HiGHS | Open-source software for solving linear programming (LP), mixed-integer programming (MIP), and convex quadratic programming (QP) models |

IMSL | A set of mathematical and statistical functions that programmers can embed into their software applications. |

IPOPT | IPOPT (Interior Point OPTimizer) is a software package for large-scale nonlinear optimization. |

Julia | A high-level programming language with notable solving package being JuMP |

Maple | General-purpose programming language for mathematics. Solving a quadratic problem in Maple is accomplished via its QPSolve command. |

MATLAB | A general-purpose and matrix-oriented programming-language for numerical computing.

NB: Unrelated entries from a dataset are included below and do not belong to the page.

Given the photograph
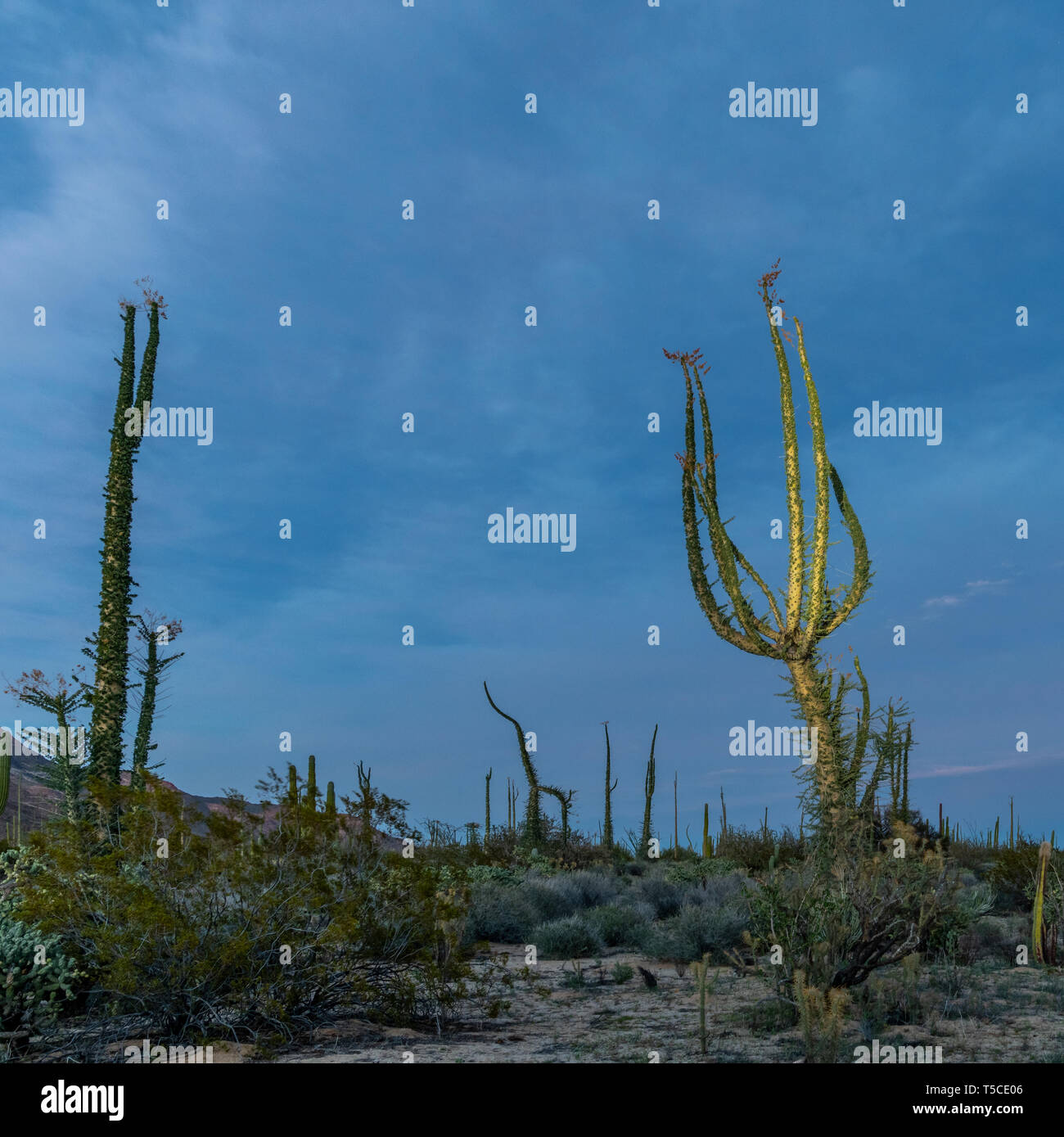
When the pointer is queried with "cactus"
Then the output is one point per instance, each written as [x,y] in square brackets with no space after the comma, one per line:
[1044,852]
[312,783]
[791,640]
[701,972]
[487,806]
[648,792]
[5,768]
[534,832]
[607,824]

Quadratic programming in MATLAB requires the Optimization Toolbox in addition to the base MATLAB product |

Mathematica | A general-purpose programming-language for mathematics, including symbolic and numerical capabilities. |

MOSEK | A solver for large scale optimization with API for several languages (C++, Java, .Net, Matlab and Python). |

NAG Numerical Library | A collection of mathematical and statistical routines developed by the Numerical Algorithms Group for multiple programming languages (C, C++, Fortran, Visual Basic, Java and C#) and packages (MATLAB, Excel, R, LabVIEW). The Optimization chapter of the NAG Library includes routines for quadratic programming problems with both sparse and non-sparse linear constraint matrices, together with routines for the optimization of linear, nonlinear, sums of squares of linear or nonlinear functions with nonlinear, bounded or no constraints. The NAG Library has routines for both local and global optimization, and for continuous or integer problems. |

Python | High-level programming language with bindings for most available solvers. Quadratic programming is available via the solve_qp function or by calling a specific solver directly. |

R (Fortran) | GPL licensed universal cross-platform statistical computation framework. |

SAS/OR | A suite of solvers for Linear, Integer, Nonlinear, Derivative-Free, Network, Combinatorial and Constraint Optimization; the Algebraic modeling language OPTMODEL; and a variety of vertical solutions aimed at specific problems/markets, all of which are fully integrated with the SAS System. |

SuanShu | an open-source suite of optimization algorithms to solve LP, QP, SOCP, SDP, SQP in Java |

TK Solver | Mathematical modeling and problem solving software system based on a declarative, rule-based language, commercialized by Universal Technical Systems, Inc.. |

TOMLAB | Supports global optimization, integer programming, all types of least squares, linear, quadratic and unconstrained programming for MATLAB. TOMLAB supports solvers like CPLEX, SNOPT and KNITRO. |

XPRESS | Solver for large-scale linear programs, quadratic programs, general nonlinear and mixed-integer programs. Has API for several programming languages, also has a modelling language Mosel and works with AMPL, GAMS. Free for academic use. |

**Polynomial optimization**^{[15]} is a more general framework, in which the constraints can be polynomial functions of any degree, not only 2.